Agreed, though fs/iomap/direct-io.c is generic helper code shared by various FS, right? So anyone using that would have the same bug.

This did come up before in this thread where the XFS maintainer mentioned that this requests-exhausted blocking case isn't interesting for Seastar users (Seastar was the example given there), but as a Seastar user I can say that we are definitely interested in this case and run into it in practice. Dave is correct that avoiding locking etc in the XFS layer is also very important but wrong in that it's the primary/only thing. Any blocking is problematic as userspace application has no way to avoid it if NOWAIT doens't work.

axboe commented 1 month ago

This is 6.5, but I believe the behavior is the same all the back to 5.x and forward to the tip.

Could very well be.

Agreed, though fs/iomap/direct-io.c is generic helper code shared by various FS, right? So anyone using that would have the same bug.

Not that many for DIO writes. ext4 adopted it for dio recently, btrfs still has its own iirc. I may be wrong, didn't double check.

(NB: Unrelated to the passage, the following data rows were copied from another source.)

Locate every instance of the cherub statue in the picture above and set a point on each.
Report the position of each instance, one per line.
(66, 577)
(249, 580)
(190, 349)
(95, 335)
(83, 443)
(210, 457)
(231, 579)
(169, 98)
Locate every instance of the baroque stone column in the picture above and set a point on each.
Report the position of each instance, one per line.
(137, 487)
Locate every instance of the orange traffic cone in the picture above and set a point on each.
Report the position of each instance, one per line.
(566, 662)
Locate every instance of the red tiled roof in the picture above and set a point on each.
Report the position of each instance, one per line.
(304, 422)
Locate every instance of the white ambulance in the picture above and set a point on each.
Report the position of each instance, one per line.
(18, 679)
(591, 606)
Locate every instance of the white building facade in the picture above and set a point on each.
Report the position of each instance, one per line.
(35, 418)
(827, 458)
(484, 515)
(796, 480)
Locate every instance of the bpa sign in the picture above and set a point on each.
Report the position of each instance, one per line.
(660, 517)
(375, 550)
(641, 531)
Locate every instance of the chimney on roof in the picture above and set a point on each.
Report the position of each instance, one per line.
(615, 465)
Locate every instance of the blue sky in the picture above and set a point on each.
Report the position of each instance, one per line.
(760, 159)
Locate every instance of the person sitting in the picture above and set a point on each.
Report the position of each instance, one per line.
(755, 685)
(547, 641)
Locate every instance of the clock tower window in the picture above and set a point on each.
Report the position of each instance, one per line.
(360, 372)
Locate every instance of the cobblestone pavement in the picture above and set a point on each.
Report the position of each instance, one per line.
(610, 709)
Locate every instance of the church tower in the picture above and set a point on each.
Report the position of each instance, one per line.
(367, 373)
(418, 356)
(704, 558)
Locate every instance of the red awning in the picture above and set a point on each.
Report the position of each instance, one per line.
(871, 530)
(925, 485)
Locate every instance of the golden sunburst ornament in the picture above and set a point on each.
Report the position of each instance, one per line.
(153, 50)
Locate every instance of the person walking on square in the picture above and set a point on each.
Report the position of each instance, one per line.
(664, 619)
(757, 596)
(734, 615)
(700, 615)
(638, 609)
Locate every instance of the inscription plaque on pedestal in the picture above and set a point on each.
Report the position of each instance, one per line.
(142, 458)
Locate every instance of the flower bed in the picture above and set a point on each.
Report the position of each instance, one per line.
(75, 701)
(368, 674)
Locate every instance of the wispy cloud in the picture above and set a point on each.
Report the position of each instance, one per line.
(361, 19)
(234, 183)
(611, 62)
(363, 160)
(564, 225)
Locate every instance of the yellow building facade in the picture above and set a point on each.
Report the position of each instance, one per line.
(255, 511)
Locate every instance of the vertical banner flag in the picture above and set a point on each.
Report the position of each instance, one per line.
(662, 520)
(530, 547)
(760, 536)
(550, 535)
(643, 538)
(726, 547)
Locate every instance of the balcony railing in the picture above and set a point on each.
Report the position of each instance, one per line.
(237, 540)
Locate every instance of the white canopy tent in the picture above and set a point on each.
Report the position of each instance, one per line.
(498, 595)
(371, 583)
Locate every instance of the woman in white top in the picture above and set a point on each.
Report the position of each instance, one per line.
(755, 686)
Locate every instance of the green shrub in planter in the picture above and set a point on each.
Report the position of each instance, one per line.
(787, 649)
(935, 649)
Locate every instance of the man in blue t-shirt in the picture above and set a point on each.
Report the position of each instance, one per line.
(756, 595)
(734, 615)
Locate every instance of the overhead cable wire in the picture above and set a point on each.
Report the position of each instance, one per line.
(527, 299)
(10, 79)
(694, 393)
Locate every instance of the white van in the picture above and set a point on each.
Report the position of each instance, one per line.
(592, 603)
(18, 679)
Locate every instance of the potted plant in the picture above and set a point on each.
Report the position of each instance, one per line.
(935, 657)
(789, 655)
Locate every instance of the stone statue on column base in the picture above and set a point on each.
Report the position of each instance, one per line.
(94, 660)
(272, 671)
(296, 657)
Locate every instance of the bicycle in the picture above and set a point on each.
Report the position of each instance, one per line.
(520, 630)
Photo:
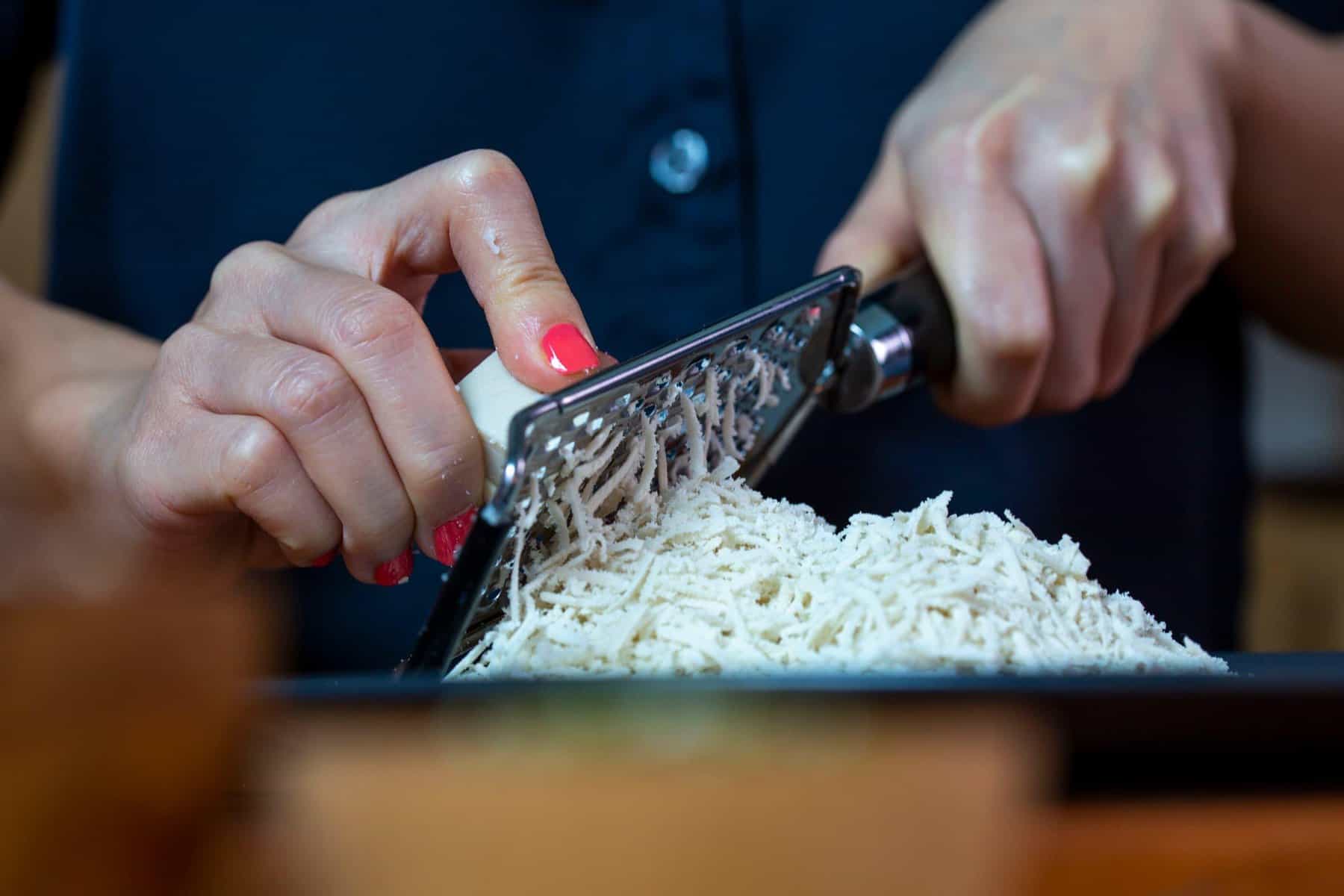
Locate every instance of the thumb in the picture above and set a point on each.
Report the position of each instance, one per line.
(878, 235)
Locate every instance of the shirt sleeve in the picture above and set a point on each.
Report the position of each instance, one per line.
(27, 40)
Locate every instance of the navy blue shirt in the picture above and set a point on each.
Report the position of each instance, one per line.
(190, 128)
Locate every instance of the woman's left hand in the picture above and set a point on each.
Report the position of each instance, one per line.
(1068, 169)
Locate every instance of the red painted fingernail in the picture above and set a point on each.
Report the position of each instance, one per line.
(567, 351)
(394, 571)
(450, 536)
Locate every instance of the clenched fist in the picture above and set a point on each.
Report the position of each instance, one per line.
(1068, 168)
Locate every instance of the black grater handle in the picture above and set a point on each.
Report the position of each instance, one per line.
(458, 602)
(903, 335)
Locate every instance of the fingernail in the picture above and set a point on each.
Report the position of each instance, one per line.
(567, 351)
(394, 571)
(450, 536)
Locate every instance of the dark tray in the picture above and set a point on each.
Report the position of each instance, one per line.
(1276, 726)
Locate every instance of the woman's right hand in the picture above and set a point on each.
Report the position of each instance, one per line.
(305, 410)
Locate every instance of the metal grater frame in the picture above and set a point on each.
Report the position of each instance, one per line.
(803, 332)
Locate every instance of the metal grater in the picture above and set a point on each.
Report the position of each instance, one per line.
(827, 348)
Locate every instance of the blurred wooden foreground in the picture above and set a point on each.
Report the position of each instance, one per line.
(134, 758)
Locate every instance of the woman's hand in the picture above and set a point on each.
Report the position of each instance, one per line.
(1068, 168)
(305, 408)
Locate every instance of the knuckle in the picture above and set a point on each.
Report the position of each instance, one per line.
(1078, 388)
(252, 460)
(974, 149)
(376, 323)
(450, 470)
(1015, 339)
(139, 484)
(243, 265)
(480, 171)
(1112, 382)
(1213, 238)
(309, 390)
(183, 344)
(1157, 195)
(1085, 167)
(526, 274)
(329, 211)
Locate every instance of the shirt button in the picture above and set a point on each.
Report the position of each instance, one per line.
(678, 163)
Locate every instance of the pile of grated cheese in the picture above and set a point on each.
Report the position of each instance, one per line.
(715, 578)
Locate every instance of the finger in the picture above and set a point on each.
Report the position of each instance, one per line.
(1139, 225)
(315, 405)
(473, 213)
(878, 235)
(1065, 175)
(1203, 233)
(386, 349)
(981, 240)
(214, 464)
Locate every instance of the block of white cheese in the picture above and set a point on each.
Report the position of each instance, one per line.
(492, 398)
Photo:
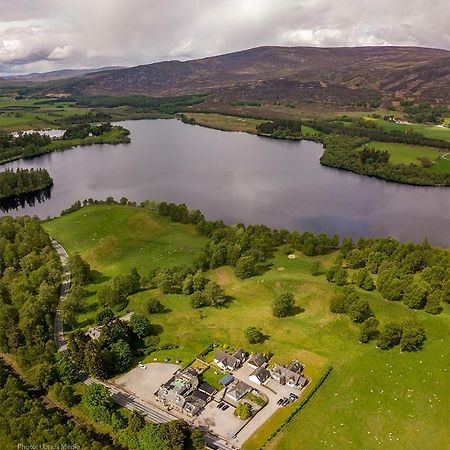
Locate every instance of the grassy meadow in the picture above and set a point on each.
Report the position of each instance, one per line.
(411, 154)
(372, 398)
(25, 114)
(429, 131)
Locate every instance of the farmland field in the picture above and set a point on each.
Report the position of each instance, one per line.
(372, 399)
(429, 131)
(411, 154)
(27, 114)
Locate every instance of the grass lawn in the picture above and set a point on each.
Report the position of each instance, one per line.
(410, 154)
(429, 131)
(372, 398)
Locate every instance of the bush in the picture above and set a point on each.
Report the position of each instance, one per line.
(413, 336)
(254, 335)
(390, 336)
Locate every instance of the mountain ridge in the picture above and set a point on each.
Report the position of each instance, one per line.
(389, 72)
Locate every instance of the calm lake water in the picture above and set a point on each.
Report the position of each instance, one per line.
(241, 178)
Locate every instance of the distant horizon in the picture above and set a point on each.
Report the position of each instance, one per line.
(119, 66)
(50, 35)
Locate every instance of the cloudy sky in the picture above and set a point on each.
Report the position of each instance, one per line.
(43, 35)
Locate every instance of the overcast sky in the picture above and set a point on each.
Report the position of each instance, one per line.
(43, 35)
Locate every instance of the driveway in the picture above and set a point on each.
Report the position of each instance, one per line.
(145, 382)
(274, 392)
(222, 423)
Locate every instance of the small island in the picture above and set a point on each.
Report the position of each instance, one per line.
(23, 181)
(26, 145)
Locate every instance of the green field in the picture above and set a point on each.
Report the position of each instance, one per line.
(429, 131)
(410, 154)
(372, 399)
(20, 115)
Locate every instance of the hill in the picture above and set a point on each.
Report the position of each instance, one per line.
(341, 76)
(39, 77)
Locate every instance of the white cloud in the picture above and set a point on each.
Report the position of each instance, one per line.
(60, 53)
(52, 34)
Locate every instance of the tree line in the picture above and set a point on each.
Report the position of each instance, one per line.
(23, 181)
(280, 128)
(23, 145)
(24, 421)
(417, 275)
(30, 275)
(370, 131)
(82, 131)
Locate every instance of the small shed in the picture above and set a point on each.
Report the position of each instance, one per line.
(226, 379)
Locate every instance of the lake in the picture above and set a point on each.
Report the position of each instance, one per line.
(239, 177)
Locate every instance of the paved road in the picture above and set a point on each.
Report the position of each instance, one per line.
(60, 341)
(119, 395)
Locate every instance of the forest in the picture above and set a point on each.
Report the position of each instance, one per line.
(344, 152)
(23, 181)
(24, 421)
(280, 128)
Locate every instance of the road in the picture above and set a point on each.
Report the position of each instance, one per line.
(119, 395)
(60, 341)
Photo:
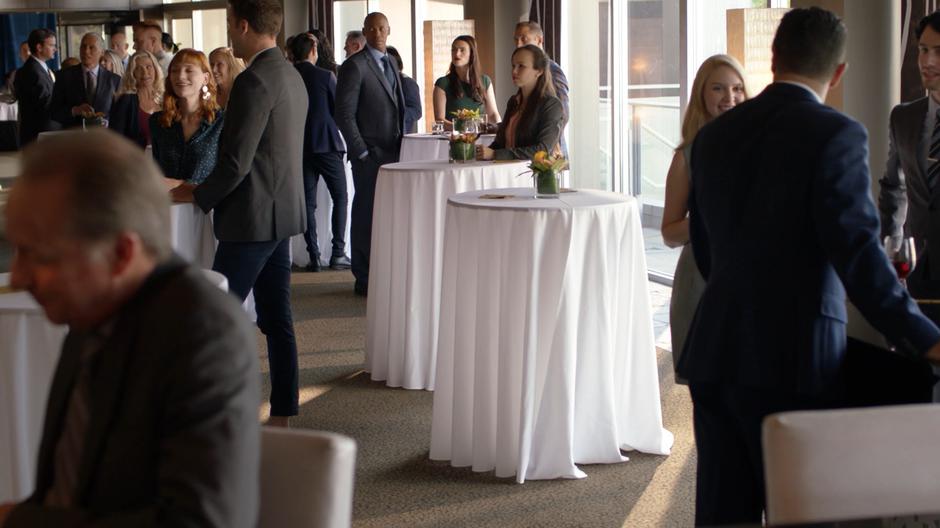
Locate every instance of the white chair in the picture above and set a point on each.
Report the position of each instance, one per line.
(852, 464)
(217, 279)
(306, 478)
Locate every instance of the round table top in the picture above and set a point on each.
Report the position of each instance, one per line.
(524, 198)
(447, 166)
(445, 137)
(15, 301)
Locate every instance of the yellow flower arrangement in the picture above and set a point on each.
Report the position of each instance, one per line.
(466, 113)
(544, 162)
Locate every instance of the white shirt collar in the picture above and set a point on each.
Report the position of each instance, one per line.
(805, 87)
(253, 57)
(41, 63)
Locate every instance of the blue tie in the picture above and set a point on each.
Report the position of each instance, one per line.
(390, 75)
(933, 156)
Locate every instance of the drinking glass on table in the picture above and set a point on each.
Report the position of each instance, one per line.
(902, 254)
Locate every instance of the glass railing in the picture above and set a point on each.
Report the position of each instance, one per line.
(655, 132)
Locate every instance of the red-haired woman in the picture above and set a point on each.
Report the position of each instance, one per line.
(185, 133)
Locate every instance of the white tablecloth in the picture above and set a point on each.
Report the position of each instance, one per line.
(546, 353)
(299, 255)
(404, 268)
(191, 234)
(421, 147)
(29, 352)
(8, 111)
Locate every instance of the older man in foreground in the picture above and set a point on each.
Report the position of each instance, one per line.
(152, 416)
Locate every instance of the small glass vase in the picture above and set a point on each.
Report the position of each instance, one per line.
(461, 151)
(547, 184)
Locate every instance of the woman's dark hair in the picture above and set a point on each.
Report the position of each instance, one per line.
(325, 57)
(300, 46)
(544, 87)
(455, 84)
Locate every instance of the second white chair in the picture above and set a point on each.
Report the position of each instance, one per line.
(306, 479)
(852, 464)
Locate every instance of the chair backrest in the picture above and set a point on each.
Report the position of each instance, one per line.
(306, 478)
(852, 463)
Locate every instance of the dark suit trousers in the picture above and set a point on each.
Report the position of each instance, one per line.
(922, 285)
(729, 486)
(265, 266)
(330, 166)
(364, 174)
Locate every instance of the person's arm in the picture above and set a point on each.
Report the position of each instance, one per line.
(892, 198)
(847, 227)
(249, 109)
(412, 100)
(698, 235)
(440, 104)
(348, 86)
(675, 226)
(58, 108)
(551, 119)
(331, 96)
(492, 111)
(561, 87)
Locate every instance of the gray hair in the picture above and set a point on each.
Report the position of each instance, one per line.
(116, 60)
(98, 37)
(114, 187)
(357, 36)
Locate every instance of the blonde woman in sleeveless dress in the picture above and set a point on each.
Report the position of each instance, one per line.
(718, 87)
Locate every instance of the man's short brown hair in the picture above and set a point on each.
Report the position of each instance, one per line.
(263, 16)
(148, 24)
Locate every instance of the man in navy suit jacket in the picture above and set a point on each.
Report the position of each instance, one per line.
(783, 225)
(33, 87)
(323, 152)
(71, 98)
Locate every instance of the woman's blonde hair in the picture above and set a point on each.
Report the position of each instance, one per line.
(696, 115)
(208, 106)
(129, 84)
(235, 65)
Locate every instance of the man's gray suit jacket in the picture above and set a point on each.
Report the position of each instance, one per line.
(257, 188)
(906, 201)
(369, 114)
(173, 434)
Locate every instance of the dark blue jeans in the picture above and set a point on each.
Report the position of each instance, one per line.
(330, 166)
(265, 266)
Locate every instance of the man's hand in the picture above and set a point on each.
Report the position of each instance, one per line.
(933, 355)
(82, 109)
(182, 193)
(5, 510)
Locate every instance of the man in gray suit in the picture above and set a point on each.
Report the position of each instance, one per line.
(152, 417)
(257, 188)
(910, 200)
(370, 114)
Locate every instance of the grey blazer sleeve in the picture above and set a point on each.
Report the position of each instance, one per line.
(549, 123)
(348, 86)
(241, 135)
(892, 198)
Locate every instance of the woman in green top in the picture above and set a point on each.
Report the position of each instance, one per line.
(464, 87)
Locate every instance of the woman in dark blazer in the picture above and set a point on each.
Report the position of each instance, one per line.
(534, 116)
(140, 95)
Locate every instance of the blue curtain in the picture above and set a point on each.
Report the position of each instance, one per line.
(15, 28)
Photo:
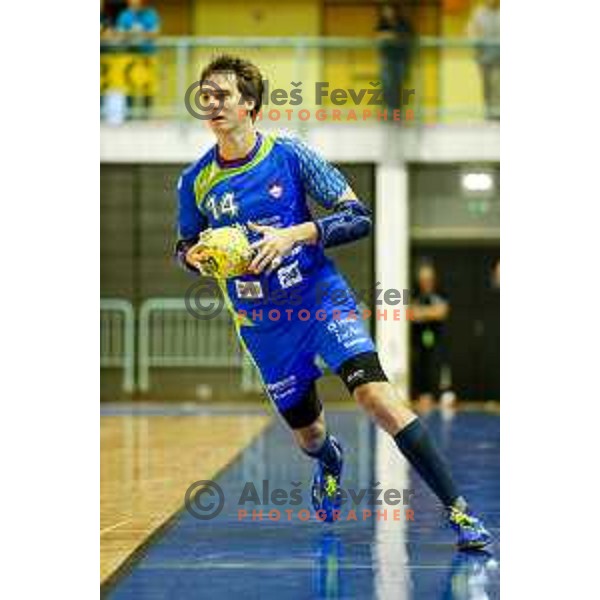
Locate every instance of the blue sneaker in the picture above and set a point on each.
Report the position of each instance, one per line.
(472, 534)
(325, 491)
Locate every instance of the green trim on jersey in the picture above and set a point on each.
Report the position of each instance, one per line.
(212, 174)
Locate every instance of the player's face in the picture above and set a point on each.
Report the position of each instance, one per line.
(230, 111)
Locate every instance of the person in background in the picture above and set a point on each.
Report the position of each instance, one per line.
(395, 35)
(429, 312)
(138, 25)
(485, 26)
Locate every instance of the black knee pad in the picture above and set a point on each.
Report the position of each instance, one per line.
(305, 412)
(360, 369)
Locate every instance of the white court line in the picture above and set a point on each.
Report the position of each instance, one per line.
(107, 529)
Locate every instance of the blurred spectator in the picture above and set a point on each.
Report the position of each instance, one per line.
(138, 25)
(485, 26)
(496, 275)
(429, 312)
(395, 35)
(491, 318)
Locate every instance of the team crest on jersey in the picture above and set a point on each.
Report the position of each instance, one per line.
(276, 190)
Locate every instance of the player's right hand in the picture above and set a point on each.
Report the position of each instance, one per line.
(196, 257)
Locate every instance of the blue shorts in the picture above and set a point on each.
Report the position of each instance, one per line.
(285, 341)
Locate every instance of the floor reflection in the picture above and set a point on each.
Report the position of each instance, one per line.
(371, 558)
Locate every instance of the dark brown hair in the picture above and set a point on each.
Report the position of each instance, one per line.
(248, 75)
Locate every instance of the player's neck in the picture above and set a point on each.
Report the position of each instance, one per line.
(236, 144)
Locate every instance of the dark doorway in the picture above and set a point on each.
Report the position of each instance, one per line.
(472, 333)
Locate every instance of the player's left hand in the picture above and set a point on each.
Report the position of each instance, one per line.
(272, 248)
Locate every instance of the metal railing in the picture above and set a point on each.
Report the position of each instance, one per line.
(170, 337)
(443, 72)
(117, 339)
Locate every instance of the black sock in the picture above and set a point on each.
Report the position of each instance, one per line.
(417, 446)
(328, 454)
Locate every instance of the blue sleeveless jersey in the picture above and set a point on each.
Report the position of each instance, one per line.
(270, 187)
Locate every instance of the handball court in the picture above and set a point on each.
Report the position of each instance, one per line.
(152, 546)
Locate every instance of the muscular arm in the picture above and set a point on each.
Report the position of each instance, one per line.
(190, 221)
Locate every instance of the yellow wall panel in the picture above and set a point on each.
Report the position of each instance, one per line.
(258, 18)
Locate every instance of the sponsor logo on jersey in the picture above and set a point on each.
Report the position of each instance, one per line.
(248, 289)
(275, 191)
(290, 275)
(355, 375)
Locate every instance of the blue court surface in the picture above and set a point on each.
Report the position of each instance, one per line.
(372, 557)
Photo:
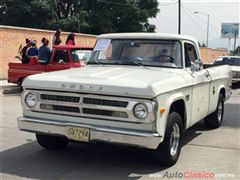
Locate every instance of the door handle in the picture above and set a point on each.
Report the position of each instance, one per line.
(207, 75)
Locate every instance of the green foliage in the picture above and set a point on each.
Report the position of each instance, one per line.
(86, 16)
(237, 51)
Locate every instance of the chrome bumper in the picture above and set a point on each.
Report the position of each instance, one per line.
(234, 80)
(134, 138)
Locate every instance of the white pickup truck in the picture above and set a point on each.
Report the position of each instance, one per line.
(140, 89)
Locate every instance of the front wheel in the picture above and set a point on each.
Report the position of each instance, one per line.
(215, 119)
(169, 150)
(52, 142)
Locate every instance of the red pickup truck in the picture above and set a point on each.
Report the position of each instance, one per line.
(62, 57)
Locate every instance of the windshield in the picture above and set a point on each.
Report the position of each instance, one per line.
(166, 53)
(78, 55)
(232, 61)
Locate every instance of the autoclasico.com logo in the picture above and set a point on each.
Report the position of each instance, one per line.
(191, 175)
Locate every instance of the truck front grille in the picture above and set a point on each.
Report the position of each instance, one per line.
(104, 102)
(51, 97)
(90, 106)
(51, 107)
(105, 112)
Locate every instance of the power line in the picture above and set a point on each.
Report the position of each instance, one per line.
(199, 26)
(167, 4)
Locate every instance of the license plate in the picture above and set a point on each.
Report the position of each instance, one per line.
(78, 134)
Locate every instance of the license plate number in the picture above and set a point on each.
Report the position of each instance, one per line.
(78, 134)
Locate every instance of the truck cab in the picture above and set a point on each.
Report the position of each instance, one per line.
(62, 57)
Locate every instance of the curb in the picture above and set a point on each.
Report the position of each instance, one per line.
(10, 89)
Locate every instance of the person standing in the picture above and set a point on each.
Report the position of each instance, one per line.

Dave isn't completely wrong, though xfs/iomap should do the right thing here. In practice it tends not to be a huge issue as nvme devices generally have very deep per-cpu queues, so risk of blocking is small. But it certainly can happen if the depth is more limited, or the device is driven too hard, and we should certainly get this blocking condition fixed. Your test case is 4k writes, which are easy enough. I'd be more nervous about longer looping where we've already done a bunch of writes and now we have one that blocks and returns -EAGAIN. Hence the devil is in the details here.

Just back from 2 weeks away so don't have a lot of bandwidth to test this, but remind me end next week if I don't get back to you before then.